"Enter"a basıp içeriğe geçin

Kürtaj Değil Roboski Katliamdır

 

Başbakanın “Her kürtaj Uludere’dir” söylemine karşı kadınların isyanı bugün Kadıköy sokaklarına taştı. Erdoğan geçtiğimiz günlerde yaptığı açıklamalarda sezaryene karşı olduğunu söylemiş, kürtajı katliam olarak nitelendirmişti. Bu da yetmezmiş gibi kürtajı Roboski katliamıyla bir dillendiren devlet, kadın bedenini kendi kirli politikalarının bir parçası haline getirmeye çalışmıştı.

Bugün devletin bu söylemine karşı isyanlarını haykıran kadınlar Kadıköy sokaklarındaydı. Bizler de Anarşist Kadınlar olarak devletin bu kirli oyununa sözümüzü söylemek için oradaydık. “Katliam Roboskidir”, “Kapitalizme Köle Devlete Kurban Olmayacağız”, “Kapitalizm Katliamdır”, “Her Devlet Bir Uluderedir” yazılı dövizlerimizle, sloganlarımızla hep birlikte haykırdık asıl katliamın devlet ve kapitalizm olduğunu.

Anarşist Kadınlar olarak alanda yaptığımız konuşmada da vurguladığımız gibi bizler biliyoruz ki devlet başlattığı bu tartışmalarla yeni bir nüfus politikası güdüyor. Kürtajı Roboski Katliamıyla birlikte gündeme getiren devlet kendi katliamlarını gizlemeye çalışıyor. Roboski’de katlettiği 34 canın hesabını veremeyen devlet kadının bedeni üzerinden yaptığı politikalarla kendi katliamlarını gizlemeye çalışıyor.

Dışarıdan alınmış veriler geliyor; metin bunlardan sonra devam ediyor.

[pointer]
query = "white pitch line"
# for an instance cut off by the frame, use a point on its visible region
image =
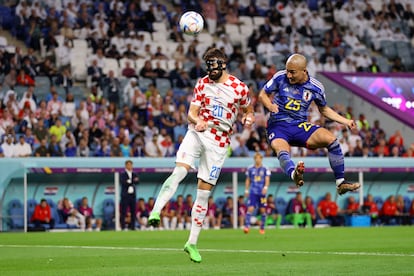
(377, 254)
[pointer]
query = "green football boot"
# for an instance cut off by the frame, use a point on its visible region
(192, 251)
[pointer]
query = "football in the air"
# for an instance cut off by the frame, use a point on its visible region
(191, 23)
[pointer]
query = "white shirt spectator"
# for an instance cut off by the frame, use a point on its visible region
(224, 43)
(317, 22)
(8, 148)
(63, 54)
(22, 149)
(347, 65)
(330, 65)
(68, 109)
(314, 66)
(308, 48)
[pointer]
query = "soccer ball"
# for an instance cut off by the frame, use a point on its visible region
(191, 23)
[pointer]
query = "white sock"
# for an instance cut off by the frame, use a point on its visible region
(169, 187)
(173, 223)
(198, 213)
(339, 181)
(166, 222)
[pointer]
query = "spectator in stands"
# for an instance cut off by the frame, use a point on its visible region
(82, 149)
(69, 107)
(103, 149)
(197, 71)
(147, 71)
(116, 148)
(389, 211)
(10, 78)
(90, 219)
(398, 66)
(22, 149)
(296, 212)
(64, 79)
(42, 215)
(66, 138)
(40, 131)
(24, 79)
(328, 209)
(211, 216)
(8, 146)
(95, 73)
(54, 147)
(70, 215)
(209, 10)
(374, 67)
(112, 87)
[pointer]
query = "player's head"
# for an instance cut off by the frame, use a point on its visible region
(258, 157)
(128, 165)
(215, 60)
(296, 69)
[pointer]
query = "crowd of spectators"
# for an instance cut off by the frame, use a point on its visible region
(121, 114)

Kürtajı yasaklayarak kapitalizme yeni köleler yetiştirmeyi amaçlayan devlet bilmelidir ki bizler ne devlete kurban ne de kapitalizme köle olacağız. Bizler biliyoruz ki kadının özgürleşmesi erke, varlığı erkten alan devlete ve kapitalizme karşı mücadeleyle mümkündür. Devletler yıkılmadıkça, kapitalizm son bulmadıkça kadınlar özgürleşemeyecektir.

 

Eylemde okunan basın metni;

Biz kadınlar;

Kürtaj hakkımız bahane edilerek bedenimizin, emeğimizin ve geleceğimizin
denetim altına alınmaya çalışıldığının farkındayız. Ne “kürtaj hakkımızın”
ne de “bedenimiz, emeğimiz ve cinselliğimiz üzerindeki haklarımızın”
sınırlandırılmasına izin vereceğiz.

AKP iktidarı, 4+4+4 sistemi ile eğitim alanında; Ulusal İstihdam Stratejisi,
grev yasakları ve diğer sendikal yasalarla çalışma ilişkileri alanında gündeme
getirmek istediği yeni kölelik düzenlemeleriyle, kadın bedeni üzerinde mutlak
bir tahakküm kurmayı hedeflemektedir. Bunu yaparken de dünyadaki bütün
faşist, militarist ve gerici iktidarlar gibi sözde “yaşam savunuculuğuna”
soyunmaktadır. Ne Tayyip istediği için, ne de piyasanın ucuz işgücü ihtiyacı için
çocuk doğuracağız. Bedenimiz bizimdir, üzerindeki hak ve tasarruf yetkisi bize
aittir.
Başbakan, fetus hücresiyle uğraşacağına devlet eliyle canı alınan Uludereli
çocukların hesabını versin. Bizler, yıllardır süren savaşın sona erdirilmesini,
Kürt sorununa çözüm bulunmasını isterken, ‘her kürtaj bir Uludere’dir’
açıklamasını bütün kadınlara hakaret olarak görüyoruz. Bu yaklaşım, Uludere
katliamının hesabını vermek yerine, üstünü örtme, sorumluluktan kaçma
yaklaşımıdır. Kadınları katil ilan eden, kadın düşmanı bu yaklaşımı kabul
etmiyoruz.

Başbakan, devletin “tasarrufundaki” her şeyden sorumludur. Yani Uludere
katliamı, Hopa’daki devlet şiddeti, tecavüzcülerin cezalandırılmaması,
kadın katillerinin haksız tahrik ile taçlandırılması bizzat Başbakanın
sorumluluğundadır. Ancak kadın bedeni, cinselliği ve doğurganlığı Başbakanın
da devletin de tasarrufunda değildir. Başbakan işine bakmalı ve haddini
bilmelidir.

‘KÜRTAJ HAKTIR, TARTIŞTIRMAYIZ. BEDENİMİZ BİZİMDİR!’